Apakah berarti ekosistemnya lebih sehat daripada mangrove alami yang mempunyai banyak jenis?

Belum tentu.

Kesehatan ekosistem perlu dinilai melalui informasi yang lebih luas, seperti:

  • keanekaragaman;
  • regenerasi;
  • hidrologi;
  • struktur umur;
  • habitat fauna;
  • konektivitas;
  • kondisi substrat;
  • gangguan;
  • fungsi ekologis.

INP adalah indikator struktur komunitas, bukan indeks kesehatan ekosistem secara keseluruhan.

INP Tinggi Tidak Sama dengan Keanekaragaman Tinggi

Suatu kawasan dapat mempunyai satu spesies dengan INP sangat tinggi.

Kondisi tersebut justru dapat menunjukkan dominasi kuat satu jenis.

Keanekaragaman mempunyai konsep berbeda.

Indeks seperti Shannon-Wiener mempertimbangkan jumlah jenis dan distribusi individu.

Dengan demikian:

INP menjelaskan peranan relatif jenis

sedangkan:

indeks keanekaragaman menjelaskan struktur keberagaman komunitas

Keduanya dapat digunakan bersama tetapi tidak saling menggantikan.

INP dan Dominasi Ekologis

Dalam laporan penelitian sering digunakan kalimat:

“Jenis X merupakan jenis yang mendominasi kawasan karena mempunyai INP tertinggi.”

Pernyataan tersebut dapat digunakan sepanjang konteksnya jelas.

Lebih tepat apabila ditulis:

“Berdasarkan analisis struktur vegetasi, jenis X memiliki peranan relatif terbesar karena memperoleh INP tertinggi.”

Kemudian jelaskan komponen pembentuknya.

Dengan demikian, istilah dominasi tidak ditafsirkan terlalu luas.

Mengapa INP Bisa Tinggi?

Nilai INP dapat tinggi karena beberapa kondisi.

Kerapatan Tinggi

Jumlah individunya banyak.

Frekuensi Tinggi

Jenis ditemukan pada banyak plot.

Dominansi Tinggi

Jenis mempunyai kontribusi basal area yang besar.

Kombinasi Ketiganya

Jenis banyak, tersebar luas, dan terdiri atas pohon berdiameter besar.

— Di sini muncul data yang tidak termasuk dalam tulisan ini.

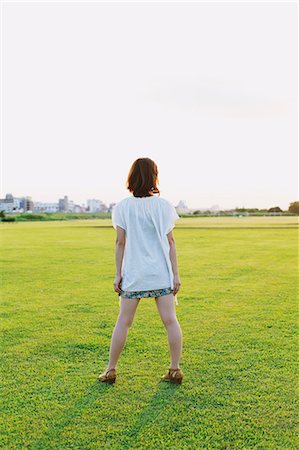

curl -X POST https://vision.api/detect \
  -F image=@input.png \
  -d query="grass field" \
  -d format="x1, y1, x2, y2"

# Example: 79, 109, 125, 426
0, 217, 299, 450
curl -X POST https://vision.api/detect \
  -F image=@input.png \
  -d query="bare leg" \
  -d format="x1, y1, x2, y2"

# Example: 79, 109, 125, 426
156, 294, 182, 369
107, 297, 140, 370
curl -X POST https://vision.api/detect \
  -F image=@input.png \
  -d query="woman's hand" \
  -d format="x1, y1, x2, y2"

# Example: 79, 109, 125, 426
113, 275, 122, 293
173, 275, 181, 295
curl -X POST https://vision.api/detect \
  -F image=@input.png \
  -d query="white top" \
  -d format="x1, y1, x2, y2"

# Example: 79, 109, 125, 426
112, 195, 180, 291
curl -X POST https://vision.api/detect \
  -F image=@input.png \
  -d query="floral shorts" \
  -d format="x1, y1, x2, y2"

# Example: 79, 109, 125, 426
119, 287, 173, 298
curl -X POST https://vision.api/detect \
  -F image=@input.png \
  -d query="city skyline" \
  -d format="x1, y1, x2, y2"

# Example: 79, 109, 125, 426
0, 192, 292, 211
1, 2, 298, 210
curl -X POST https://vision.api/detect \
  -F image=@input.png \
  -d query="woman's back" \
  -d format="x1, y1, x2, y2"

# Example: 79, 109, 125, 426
112, 195, 179, 291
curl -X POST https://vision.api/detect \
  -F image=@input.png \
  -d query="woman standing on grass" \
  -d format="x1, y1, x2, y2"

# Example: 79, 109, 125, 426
98, 158, 183, 383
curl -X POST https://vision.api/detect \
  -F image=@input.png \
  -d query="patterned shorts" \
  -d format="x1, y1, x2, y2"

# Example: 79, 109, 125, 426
118, 287, 173, 298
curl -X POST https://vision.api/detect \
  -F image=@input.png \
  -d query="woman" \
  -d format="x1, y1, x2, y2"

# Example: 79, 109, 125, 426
98, 158, 183, 383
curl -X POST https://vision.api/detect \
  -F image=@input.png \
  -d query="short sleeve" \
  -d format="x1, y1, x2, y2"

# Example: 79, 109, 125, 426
163, 201, 180, 234
111, 203, 126, 230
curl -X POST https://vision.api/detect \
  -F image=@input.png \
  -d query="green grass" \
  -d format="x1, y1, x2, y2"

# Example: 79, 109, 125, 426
0, 217, 298, 450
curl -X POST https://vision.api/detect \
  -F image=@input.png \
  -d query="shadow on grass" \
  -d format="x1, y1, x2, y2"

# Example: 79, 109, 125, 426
119, 381, 181, 448
30, 380, 113, 449
28, 380, 180, 449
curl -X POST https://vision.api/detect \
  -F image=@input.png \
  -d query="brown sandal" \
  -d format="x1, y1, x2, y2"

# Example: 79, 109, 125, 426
161, 367, 184, 384
98, 369, 116, 384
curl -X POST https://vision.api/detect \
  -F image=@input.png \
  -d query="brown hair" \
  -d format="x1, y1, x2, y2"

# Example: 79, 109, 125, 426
126, 158, 160, 197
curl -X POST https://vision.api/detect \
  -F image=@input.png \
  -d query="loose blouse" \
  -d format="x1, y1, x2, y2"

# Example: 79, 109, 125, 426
112, 195, 180, 298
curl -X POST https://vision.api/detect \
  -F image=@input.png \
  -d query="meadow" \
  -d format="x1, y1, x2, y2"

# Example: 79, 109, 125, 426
0, 217, 299, 450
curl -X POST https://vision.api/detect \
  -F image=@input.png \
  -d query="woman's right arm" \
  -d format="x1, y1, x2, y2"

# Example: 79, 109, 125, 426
167, 231, 181, 295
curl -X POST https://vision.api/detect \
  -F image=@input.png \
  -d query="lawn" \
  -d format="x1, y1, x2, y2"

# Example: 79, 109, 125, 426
0, 217, 299, 450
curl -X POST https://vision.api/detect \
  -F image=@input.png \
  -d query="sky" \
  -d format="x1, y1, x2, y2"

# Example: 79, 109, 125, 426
1, 1, 298, 209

Inilah kondisi yang paling mungkin menghasilkan INP sangat tinggi.

INP dengan KR Tinggi tetapi FR Rendah

Misalkan suatu spesies memiliki banyak individu tetapi hanya terkumpul pada sedikit plot.

Kondisi tersebut dapat menghasilkan:

KR tinggi

tetapi:

FR rendah.

Interpretasinya:

spesies tersebut melimpah secara lokal tetapi penyebarannya dalam area sampling relatif terbatas.

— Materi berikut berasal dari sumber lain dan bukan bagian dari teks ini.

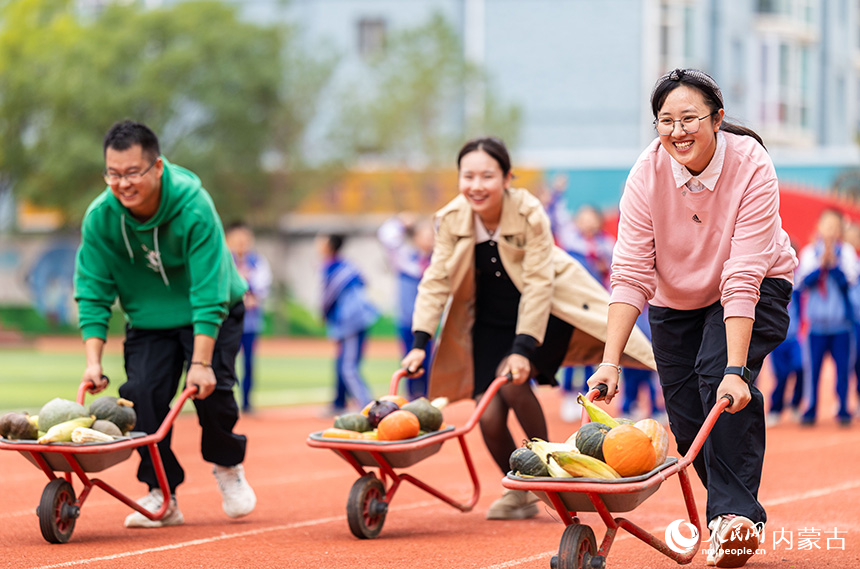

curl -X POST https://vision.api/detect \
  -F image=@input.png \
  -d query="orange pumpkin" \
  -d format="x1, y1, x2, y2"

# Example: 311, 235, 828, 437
603, 425, 657, 476
376, 410, 421, 441
633, 419, 669, 468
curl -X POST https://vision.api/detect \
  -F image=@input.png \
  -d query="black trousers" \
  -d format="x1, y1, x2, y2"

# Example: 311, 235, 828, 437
119, 302, 247, 493
649, 279, 792, 522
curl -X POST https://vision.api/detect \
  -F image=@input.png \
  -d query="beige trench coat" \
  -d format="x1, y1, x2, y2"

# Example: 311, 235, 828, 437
412, 188, 655, 401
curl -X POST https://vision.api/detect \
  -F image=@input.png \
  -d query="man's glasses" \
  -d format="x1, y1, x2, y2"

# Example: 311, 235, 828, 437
103, 158, 158, 186
654, 113, 714, 136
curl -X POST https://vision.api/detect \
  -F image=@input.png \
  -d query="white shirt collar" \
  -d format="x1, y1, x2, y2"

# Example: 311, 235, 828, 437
669, 131, 726, 191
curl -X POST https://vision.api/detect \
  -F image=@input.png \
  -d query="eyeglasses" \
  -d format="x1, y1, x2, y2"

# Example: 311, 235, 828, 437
103, 158, 158, 185
654, 113, 714, 136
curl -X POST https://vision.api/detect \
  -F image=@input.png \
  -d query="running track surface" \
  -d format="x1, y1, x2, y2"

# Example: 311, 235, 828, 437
0, 358, 860, 569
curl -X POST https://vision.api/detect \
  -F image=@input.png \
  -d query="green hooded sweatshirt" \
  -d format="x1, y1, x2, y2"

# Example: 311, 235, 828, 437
75, 157, 248, 340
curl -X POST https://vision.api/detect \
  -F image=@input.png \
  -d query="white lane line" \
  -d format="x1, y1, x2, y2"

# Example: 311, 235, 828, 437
3, 470, 350, 518
27, 500, 439, 569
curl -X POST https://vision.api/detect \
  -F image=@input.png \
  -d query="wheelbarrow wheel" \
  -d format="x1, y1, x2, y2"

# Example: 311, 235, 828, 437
346, 474, 388, 539
36, 478, 80, 543
552, 524, 604, 569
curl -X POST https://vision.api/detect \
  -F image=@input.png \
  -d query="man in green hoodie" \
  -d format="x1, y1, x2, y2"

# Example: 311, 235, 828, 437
75, 121, 256, 527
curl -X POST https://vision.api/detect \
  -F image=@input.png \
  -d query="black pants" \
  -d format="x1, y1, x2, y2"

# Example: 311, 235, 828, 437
119, 302, 247, 493
649, 279, 792, 522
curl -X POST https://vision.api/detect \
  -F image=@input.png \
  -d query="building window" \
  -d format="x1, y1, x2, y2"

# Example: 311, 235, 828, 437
358, 18, 385, 58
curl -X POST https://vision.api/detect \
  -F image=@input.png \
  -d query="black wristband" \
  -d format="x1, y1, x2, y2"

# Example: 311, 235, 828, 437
723, 366, 752, 383
412, 330, 430, 350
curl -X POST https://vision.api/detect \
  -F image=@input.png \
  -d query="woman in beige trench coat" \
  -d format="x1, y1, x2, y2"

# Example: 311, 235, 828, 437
401, 138, 654, 519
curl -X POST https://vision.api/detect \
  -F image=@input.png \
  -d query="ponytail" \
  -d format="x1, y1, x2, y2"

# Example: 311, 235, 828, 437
720, 119, 767, 150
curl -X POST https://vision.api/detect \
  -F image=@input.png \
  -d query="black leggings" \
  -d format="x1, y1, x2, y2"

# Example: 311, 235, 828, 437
476, 382, 547, 475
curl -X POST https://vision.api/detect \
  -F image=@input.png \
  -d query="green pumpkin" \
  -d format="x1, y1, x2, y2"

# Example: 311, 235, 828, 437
576, 422, 609, 460
89, 395, 137, 433
401, 397, 443, 433
39, 397, 90, 431
334, 413, 371, 433
510, 447, 549, 476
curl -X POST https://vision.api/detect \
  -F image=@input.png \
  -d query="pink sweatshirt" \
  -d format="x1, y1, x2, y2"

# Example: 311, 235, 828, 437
611, 132, 797, 318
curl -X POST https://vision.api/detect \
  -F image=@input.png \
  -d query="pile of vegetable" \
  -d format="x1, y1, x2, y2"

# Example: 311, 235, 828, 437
0, 396, 137, 443
510, 395, 669, 479
322, 395, 447, 441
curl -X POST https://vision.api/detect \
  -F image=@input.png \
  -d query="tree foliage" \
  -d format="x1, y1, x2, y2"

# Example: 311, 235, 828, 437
332, 14, 521, 167
0, 0, 333, 224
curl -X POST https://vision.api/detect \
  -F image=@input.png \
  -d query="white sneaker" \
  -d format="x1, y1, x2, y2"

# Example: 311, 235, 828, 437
125, 488, 185, 528
559, 393, 582, 423
706, 515, 764, 567
212, 464, 257, 518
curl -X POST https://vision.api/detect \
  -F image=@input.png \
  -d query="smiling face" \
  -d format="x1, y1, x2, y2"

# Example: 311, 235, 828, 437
459, 149, 512, 224
105, 144, 164, 221
657, 85, 724, 176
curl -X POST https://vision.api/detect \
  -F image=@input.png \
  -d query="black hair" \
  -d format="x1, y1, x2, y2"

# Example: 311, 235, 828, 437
651, 69, 767, 148
224, 219, 250, 233
104, 120, 161, 160
457, 136, 511, 176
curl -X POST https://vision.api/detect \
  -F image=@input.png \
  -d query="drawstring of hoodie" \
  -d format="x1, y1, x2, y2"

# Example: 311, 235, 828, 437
119, 213, 134, 263
119, 213, 170, 287
152, 225, 170, 287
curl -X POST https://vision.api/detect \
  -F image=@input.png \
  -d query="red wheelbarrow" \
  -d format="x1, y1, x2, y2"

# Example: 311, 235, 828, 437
307, 370, 510, 539
502, 385, 732, 569
0, 381, 197, 543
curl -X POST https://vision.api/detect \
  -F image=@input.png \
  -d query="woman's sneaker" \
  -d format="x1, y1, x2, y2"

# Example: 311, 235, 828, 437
125, 488, 185, 528
707, 515, 762, 567
212, 464, 257, 518
487, 490, 539, 520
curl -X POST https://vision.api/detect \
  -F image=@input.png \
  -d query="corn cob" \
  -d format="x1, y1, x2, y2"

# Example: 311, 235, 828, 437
550, 451, 621, 479
525, 438, 579, 478
72, 427, 113, 443
576, 393, 619, 429
39, 415, 96, 443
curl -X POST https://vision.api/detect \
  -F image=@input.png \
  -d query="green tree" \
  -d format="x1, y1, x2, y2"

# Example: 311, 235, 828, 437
332, 14, 521, 167
0, 0, 333, 224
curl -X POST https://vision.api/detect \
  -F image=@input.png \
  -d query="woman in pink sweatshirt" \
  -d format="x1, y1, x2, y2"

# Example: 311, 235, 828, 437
588, 69, 797, 567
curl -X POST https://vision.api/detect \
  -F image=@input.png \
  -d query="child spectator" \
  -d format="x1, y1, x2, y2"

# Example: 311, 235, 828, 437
559, 205, 620, 422
797, 210, 858, 426
226, 221, 272, 413
317, 235, 379, 414
377, 214, 433, 399
767, 280, 804, 427
621, 304, 668, 423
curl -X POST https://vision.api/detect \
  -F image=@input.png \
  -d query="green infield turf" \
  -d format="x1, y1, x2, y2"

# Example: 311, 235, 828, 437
0, 349, 398, 414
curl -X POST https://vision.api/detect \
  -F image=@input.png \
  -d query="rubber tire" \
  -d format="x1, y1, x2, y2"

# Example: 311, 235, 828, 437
37, 478, 77, 543
556, 524, 597, 569
346, 474, 388, 539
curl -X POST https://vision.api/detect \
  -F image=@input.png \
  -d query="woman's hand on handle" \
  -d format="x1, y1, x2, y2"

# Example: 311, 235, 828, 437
496, 354, 532, 385
586, 366, 620, 403
717, 374, 752, 413
81, 364, 108, 393
400, 348, 427, 377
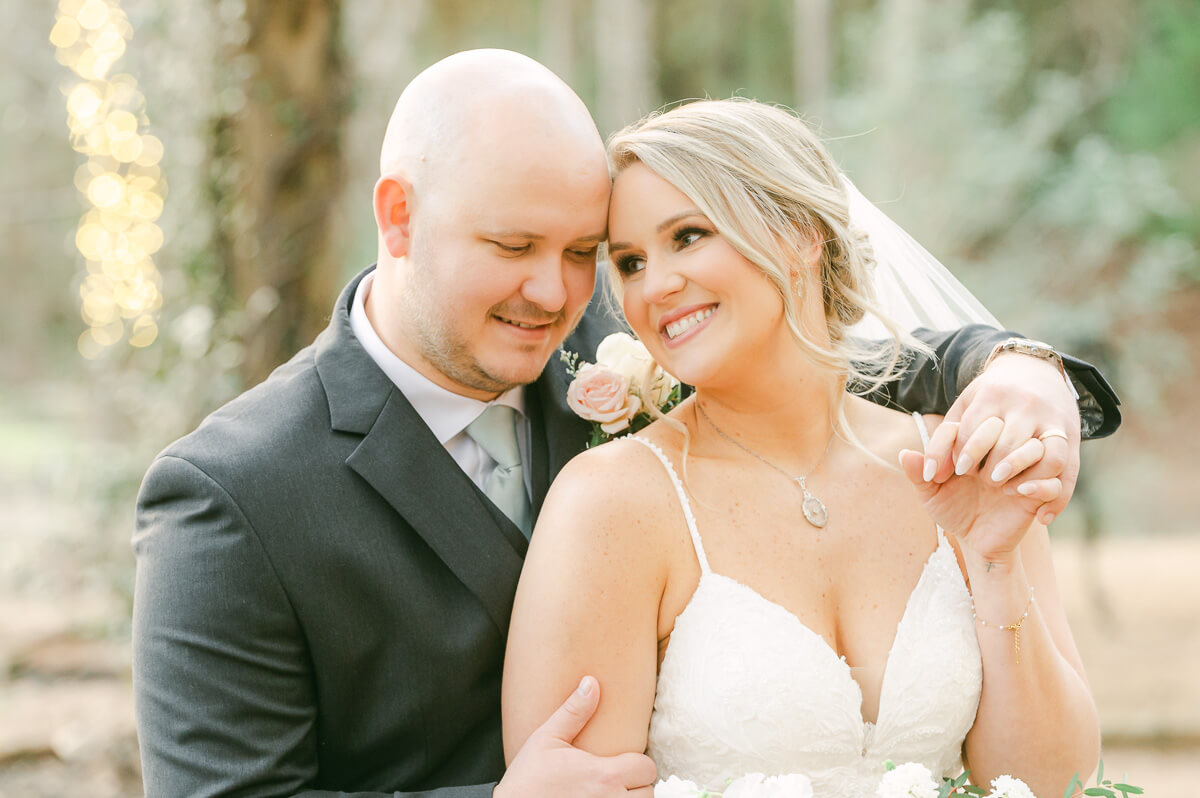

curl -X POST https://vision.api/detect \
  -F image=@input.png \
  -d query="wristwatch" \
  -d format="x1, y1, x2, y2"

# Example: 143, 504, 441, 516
983, 338, 1079, 400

Pola seperti ini dapat terjadi karena:

  • zonasi;
  • mikrotopografi;
  • salinitas;
  • regenerasi berkelompok;
  • sumber propagul;
  • sejarah penanaman.

INP saja tidak menjelaskan penyebabnya.

Data lingkungan diperlukan untuk interpretasi lebih lanjut.

INP dengan KR Rendah tetapi DR Tinggi

Kondisi lain dapat terjadi ketika jumlah individu sedikit tetapi pohonnya berukuran besar.

Misalnya spesies hanya memiliki sepuluh pohon tetapi sebagian besar berdiameter 50–70 cm.

Jenis lain memiliki 100 pohon tetapi diameternya hanya 5–10 cm.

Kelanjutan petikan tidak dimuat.